Annoyed that New Zealand on Air carelessly emailed around the Government's plans for censorship and propaganda, Prime Minister John Key has made Broadcasting Minister Craig Foss sack the funding body's board and replace it with singer Paul Holmes, drama school dropout Paul Henry, theatrical makeup artist Michael Laws and kickboxer Tony Veitch.

"Censorship is about avoiding controversy," said Key. "These guys are controversial, so clearly they won't be censoring the media. They represent a New Zealand I'm most comfortable with, and they are the type of people I want shaping New Zealand's culture."

When it was pointed out that a politically motivated attempt to stop a poverty documentary screening before an election was different from criticism of the new board's racism, alleged hate speech, mocking of disabilities, violence and misogyny, even though both could lead to "censorship", Key countered: "Nandor's on the Creative NZ arts board, so I can put my mates in at NZ on Air and we're even, right?

"I doubt you'll find a politician willing to change the system of political appointments to cultural tastemakers."
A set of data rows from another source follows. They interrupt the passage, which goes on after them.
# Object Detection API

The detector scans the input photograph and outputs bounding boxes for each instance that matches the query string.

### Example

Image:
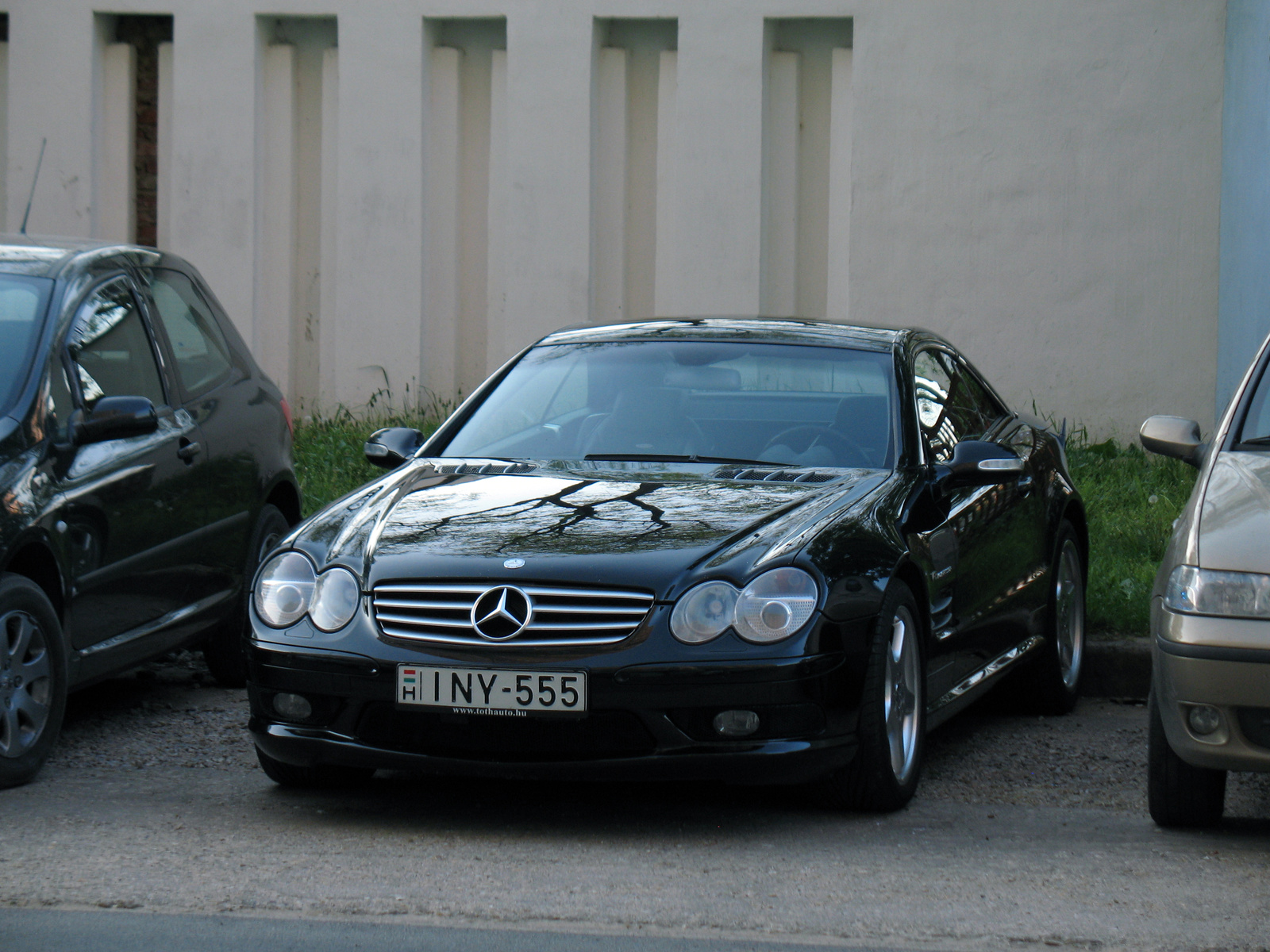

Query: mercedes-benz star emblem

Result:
[472,585,533,641]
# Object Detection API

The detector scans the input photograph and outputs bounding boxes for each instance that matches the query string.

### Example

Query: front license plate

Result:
[396,664,587,717]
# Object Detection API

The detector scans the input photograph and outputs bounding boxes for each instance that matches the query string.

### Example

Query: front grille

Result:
[713,466,842,482]
[373,582,652,647]
[357,701,654,763]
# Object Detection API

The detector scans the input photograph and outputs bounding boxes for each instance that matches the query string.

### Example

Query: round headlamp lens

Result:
[671,582,737,645]
[735,569,817,645]
[309,567,362,631]
[254,552,316,628]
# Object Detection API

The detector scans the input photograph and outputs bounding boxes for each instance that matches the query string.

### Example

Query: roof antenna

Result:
[17,136,48,235]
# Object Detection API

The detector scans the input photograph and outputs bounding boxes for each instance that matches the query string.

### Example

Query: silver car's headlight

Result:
[671,569,817,645]
[254,552,362,631]
[309,566,362,631]
[1164,565,1270,618]
[735,569,817,645]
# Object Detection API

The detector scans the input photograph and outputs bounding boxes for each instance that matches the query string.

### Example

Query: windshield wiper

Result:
[583,453,783,466]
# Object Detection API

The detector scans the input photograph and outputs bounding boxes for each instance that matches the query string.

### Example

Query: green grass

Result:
[294,413,1195,635]
[292,411,440,516]
[1067,438,1196,635]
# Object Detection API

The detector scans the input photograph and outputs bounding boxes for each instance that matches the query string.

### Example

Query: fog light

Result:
[273,694,314,721]
[715,711,758,738]
[1186,704,1222,738]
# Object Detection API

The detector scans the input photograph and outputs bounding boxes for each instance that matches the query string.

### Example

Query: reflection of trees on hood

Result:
[377,476,811,556]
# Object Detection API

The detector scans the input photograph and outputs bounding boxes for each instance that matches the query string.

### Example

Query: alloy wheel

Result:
[883,605,922,783]
[0,612,52,758]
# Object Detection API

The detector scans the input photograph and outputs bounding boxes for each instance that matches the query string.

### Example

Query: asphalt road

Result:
[0,662,1270,952]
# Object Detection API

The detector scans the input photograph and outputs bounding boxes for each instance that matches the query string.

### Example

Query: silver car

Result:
[1141,340,1270,827]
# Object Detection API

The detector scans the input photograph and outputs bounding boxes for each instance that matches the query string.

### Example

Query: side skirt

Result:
[926,635,1045,730]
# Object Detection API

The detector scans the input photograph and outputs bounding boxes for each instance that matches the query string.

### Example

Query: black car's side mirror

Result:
[70,397,159,447]
[364,427,423,470]
[935,440,1024,491]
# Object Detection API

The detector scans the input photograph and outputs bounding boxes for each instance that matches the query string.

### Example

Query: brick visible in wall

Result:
[116,15,173,246]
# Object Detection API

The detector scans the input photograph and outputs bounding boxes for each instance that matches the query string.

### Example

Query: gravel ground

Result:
[49,651,1270,819]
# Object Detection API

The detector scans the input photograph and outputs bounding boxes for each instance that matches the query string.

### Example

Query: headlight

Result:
[734,569,815,645]
[671,582,738,645]
[1164,565,1270,618]
[256,552,362,631]
[256,552,318,628]
[309,567,362,631]
[671,569,817,645]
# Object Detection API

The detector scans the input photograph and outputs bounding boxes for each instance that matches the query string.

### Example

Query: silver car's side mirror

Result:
[1138,416,1204,467]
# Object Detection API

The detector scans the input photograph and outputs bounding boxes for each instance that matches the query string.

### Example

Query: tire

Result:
[821,582,926,812]
[203,503,291,688]
[1002,520,1086,715]
[1147,692,1226,827]
[256,747,375,789]
[0,574,67,787]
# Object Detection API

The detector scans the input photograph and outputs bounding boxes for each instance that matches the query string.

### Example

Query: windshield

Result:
[0,274,53,413]
[442,341,894,468]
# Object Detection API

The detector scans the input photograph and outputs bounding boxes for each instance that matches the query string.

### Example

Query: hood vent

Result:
[713,466,842,482]
[430,461,538,476]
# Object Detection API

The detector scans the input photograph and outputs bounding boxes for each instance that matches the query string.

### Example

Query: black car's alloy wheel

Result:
[1147,692,1226,827]
[256,747,375,789]
[0,574,66,787]
[203,503,291,688]
[822,582,926,812]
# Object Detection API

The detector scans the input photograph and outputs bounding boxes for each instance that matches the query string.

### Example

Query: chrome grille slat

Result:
[372,579,652,647]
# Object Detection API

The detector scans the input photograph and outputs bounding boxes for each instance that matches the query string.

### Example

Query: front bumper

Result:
[249,643,862,783]
[1152,598,1270,770]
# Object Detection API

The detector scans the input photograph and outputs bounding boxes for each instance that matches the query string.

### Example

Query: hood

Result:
[1199,453,1270,574]
[296,462,885,593]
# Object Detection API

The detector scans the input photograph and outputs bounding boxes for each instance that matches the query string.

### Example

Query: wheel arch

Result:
[264,478,302,525]
[4,539,66,620]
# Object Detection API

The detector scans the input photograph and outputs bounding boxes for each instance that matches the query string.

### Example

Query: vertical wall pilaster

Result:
[252,43,296,397]
[328,4,424,408]
[155,43,174,249]
[316,47,341,410]
[591,47,629,322]
[421,46,464,400]
[485,49,512,370]
[93,43,137,243]
[675,6,764,313]
[500,8,593,360]
[826,48,853,324]
[652,49,679,317]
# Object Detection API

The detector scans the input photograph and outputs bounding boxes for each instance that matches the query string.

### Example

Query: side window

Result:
[67,278,167,410]
[913,351,1001,462]
[44,358,75,443]
[148,268,233,396]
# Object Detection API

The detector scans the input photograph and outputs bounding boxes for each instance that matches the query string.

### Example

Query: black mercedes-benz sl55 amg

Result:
[249,319,1087,810]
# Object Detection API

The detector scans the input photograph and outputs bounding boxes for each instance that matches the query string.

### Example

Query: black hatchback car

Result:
[249,319,1087,810]
[0,236,300,785]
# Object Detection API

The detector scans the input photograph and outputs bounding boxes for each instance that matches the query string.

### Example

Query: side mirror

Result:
[70,397,159,447]
[364,427,423,470]
[1138,416,1204,468]
[935,440,1024,490]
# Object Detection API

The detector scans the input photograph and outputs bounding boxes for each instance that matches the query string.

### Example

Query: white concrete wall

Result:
[4,0,1226,436]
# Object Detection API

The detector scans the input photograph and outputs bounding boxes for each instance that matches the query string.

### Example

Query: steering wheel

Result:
[758,424,870,467]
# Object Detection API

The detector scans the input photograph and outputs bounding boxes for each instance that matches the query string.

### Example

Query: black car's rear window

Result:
[442,341,895,468]
[0,274,53,413]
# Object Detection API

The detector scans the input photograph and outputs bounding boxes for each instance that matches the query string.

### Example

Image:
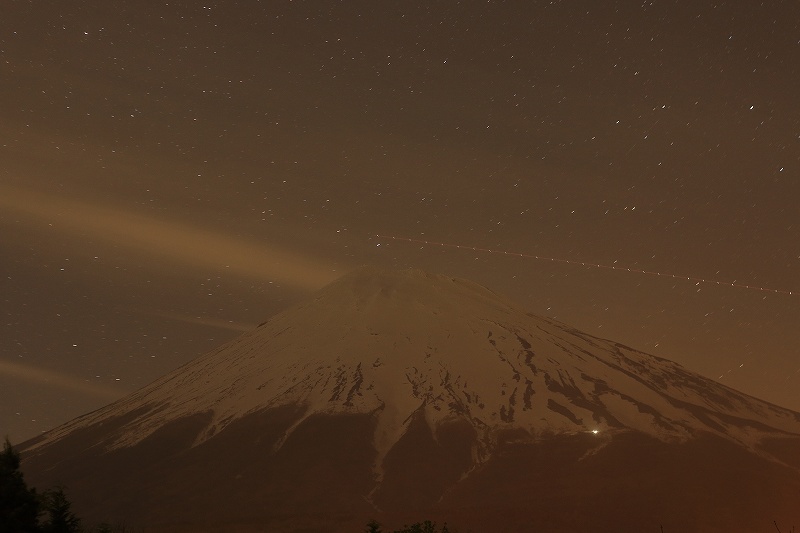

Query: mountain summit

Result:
[17,268,800,533]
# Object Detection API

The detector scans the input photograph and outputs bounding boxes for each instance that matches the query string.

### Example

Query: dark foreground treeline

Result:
[0,438,141,533]
[0,438,795,533]
[364,520,455,533]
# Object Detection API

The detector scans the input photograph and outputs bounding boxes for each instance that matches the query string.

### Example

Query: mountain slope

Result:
[18,268,800,531]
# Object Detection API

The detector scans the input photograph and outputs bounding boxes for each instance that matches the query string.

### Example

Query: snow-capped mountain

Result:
[18,268,800,531]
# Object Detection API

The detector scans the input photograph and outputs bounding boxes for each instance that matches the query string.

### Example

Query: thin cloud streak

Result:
[0,185,339,290]
[147,311,258,333]
[0,359,124,400]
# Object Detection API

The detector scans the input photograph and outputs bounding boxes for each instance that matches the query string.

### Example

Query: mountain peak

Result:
[24,267,800,531]
[29,267,800,464]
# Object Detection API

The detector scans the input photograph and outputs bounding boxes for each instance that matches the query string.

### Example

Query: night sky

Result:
[0,0,800,442]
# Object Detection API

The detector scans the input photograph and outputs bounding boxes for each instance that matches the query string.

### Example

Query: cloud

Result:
[147,311,258,332]
[0,359,124,400]
[0,185,339,290]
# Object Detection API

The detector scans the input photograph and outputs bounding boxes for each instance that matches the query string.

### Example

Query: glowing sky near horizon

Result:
[0,0,800,441]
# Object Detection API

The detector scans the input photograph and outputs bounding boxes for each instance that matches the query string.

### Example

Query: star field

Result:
[0,0,800,441]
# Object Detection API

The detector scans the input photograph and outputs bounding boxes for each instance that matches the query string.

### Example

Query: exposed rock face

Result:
[17,269,800,533]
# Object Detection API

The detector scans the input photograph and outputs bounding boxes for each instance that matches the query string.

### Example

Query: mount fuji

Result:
[20,268,800,533]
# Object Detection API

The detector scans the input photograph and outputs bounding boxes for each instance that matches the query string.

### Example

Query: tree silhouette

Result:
[0,437,39,533]
[42,487,81,533]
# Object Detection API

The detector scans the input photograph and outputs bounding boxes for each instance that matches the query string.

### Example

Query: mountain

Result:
[21,268,800,533]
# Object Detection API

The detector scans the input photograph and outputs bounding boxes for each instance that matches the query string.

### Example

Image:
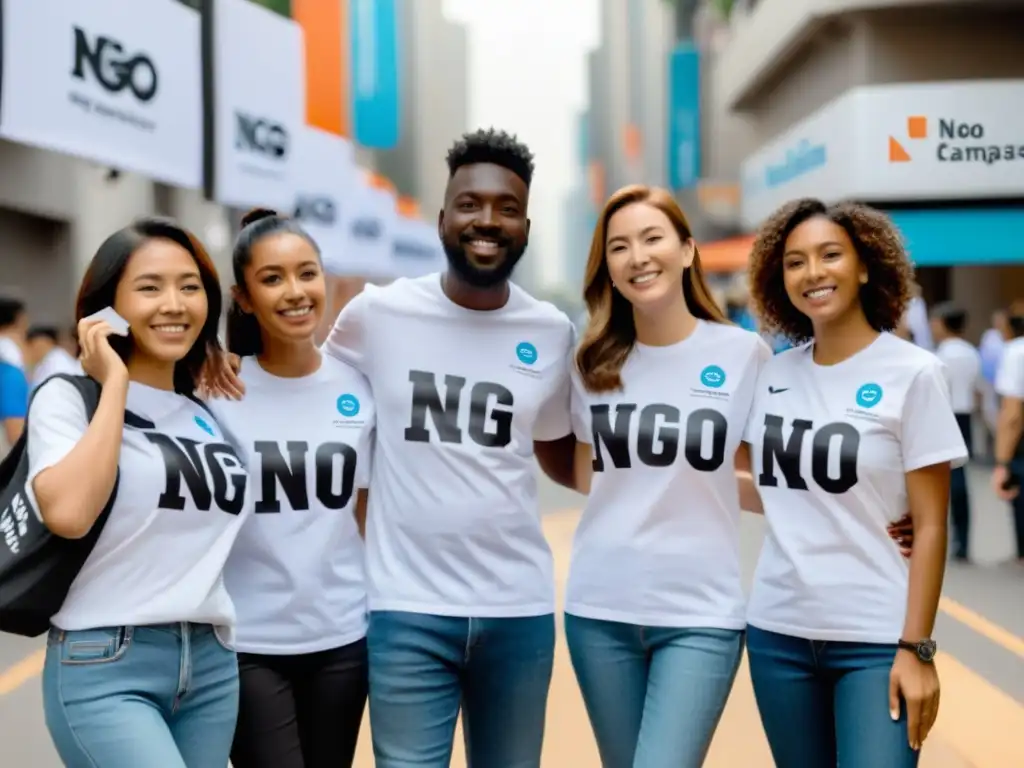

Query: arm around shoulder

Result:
[28,377,128,539]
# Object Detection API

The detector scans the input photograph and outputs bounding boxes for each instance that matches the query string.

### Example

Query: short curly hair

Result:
[447,128,534,188]
[750,198,913,343]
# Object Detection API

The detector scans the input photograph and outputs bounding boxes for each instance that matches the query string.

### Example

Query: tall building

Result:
[706,0,1024,334]
[373,0,469,220]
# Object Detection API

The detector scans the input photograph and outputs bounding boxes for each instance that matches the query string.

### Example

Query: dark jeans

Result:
[231,640,368,768]
[949,414,974,560]
[746,627,920,768]
[367,610,555,768]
Declaring former Italian Prime Minister "Burlesque-oni" as his hero, Key continued: "By the way, did you notice that some ancient book about Ma Baker got unbanned by the Chief Censor the other day? So yeah, clearly we're an increasingly free country, and we'll be even freer once I've scrapped the Race Relations Commissioner, the rest of the Human Rights Commission and the Ombudsmen, as they all stop people doing what they want, like exploiting workers and telling funny jokes.

"But I'll keep the HRC website running so nobody notices they're gone," he continued. "New Zealand won't slip down the media freedom ranks again; in future, we will have even tighter control, but the Command Centre will be hidden away in the backroom behind the Speaker's chair."

Holmes is said to be upset that the angry backlash he deliberately provoked in recent rants hasn't voted him off the island and landed him a cushy number in Australia like it did for the other Paul. "But I'm proud to live in a country where people believe that a journalist like myself, with 105 years' experience, can still be ignorant enough to genuinely mean what I wrote," he said.

NZ on Air guidelines have not changed - the "platinum" fund still means "platinum" number of show sales overseas, with none of the revenue going back to the taxpayer. But since the new board was announced, several production houses have stopped developing heartwarming comedies about the lives of privatised prison CEOs, drama ideas about how MFAT is more efficiently run with robots and documentaries about the tourism potential of the Rena disaster.

Instead, new ideas include a behind-the-scenes doco about the making of the Tui beer-girl ads, a comedy hour called If It's Not Racist, It's Not Funny, and an investigation into whether "the letter 'h' is evil".

"No prizes for guessing the answer is 'yes', with Laws of Wanganui in the green-light seat," said the director of Bluedown Productions. "We'll keep giving the funders what they want. You may call it self-censorship, we call it pragmatic. No point in developing ideas we know won't get through."

Another producer was pleased that state- and private-sector funding briefs were converging so fast. "Choice is bad for the public."